Sweet and Sour pork and onions, a nice change of pace from standard pan fried pork chops.
- 2 pork chops
- 1 1/2 cups chicken stock
- 2 medium onions, sliced
- 1/4 cup sweet wine (such as a Rosé, or apple juice works nicely if you prefer not to use wine)
- 3 Tbl cider vinager
- 2 cloves
- 2 Tbl cornstarch dissolved in a little water
Braising the pork (a combination of searing the meat then cooking in liquid) lets you add nice flavor via the liquid an also keeps the pork nice and moist. Don’t worry about the (apparent) excess onions used – they will soften and add their unique sweetness to the combination of flavors. The sour is brought by cider vinegar, the sweet by a sweet Rosé (apple juice also works nicely if you would prefer a substitute.

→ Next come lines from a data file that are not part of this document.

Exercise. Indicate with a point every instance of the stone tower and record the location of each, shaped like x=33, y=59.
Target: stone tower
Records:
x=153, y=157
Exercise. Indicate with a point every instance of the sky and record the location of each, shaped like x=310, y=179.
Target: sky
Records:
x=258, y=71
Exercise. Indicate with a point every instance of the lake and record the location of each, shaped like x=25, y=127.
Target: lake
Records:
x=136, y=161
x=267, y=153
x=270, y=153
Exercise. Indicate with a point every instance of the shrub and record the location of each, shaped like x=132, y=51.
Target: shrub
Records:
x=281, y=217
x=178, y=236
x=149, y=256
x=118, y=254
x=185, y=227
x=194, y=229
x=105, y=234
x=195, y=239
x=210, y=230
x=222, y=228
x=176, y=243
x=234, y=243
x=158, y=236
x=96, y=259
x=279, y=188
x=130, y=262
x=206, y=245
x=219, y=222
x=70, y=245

Take the pork out of the fridge at least 1/2 hour before cooking, and season both sides well with salt and pepper.
Heat a skillet over high heat until very hot. Add a tablespoon or two of cooking oil. Brown the chops well on both sides making sure to sear the rind if any.

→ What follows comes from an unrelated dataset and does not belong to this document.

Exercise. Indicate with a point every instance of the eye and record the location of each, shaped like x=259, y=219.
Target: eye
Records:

Separate the onions into rings and cover the chops.
Pour over the stock, wine, vinegar and cloves. Simmer over medium heat, covered, for 15 minutes. Remove the pork. Add the corn starch/water mixture and cook until bubbly. Server sauce over pork.
I think this is a perfect match for some nice rice and any green vegetable. In this case I chose white rice and green beans. The white rice soaks up the lovely sauce nicely.
Sweet and sour Pork and Onions – pork a little different with an Asian fusion touch. With the moistness and flavors I think you’ll like this variation on the traditional pork chop.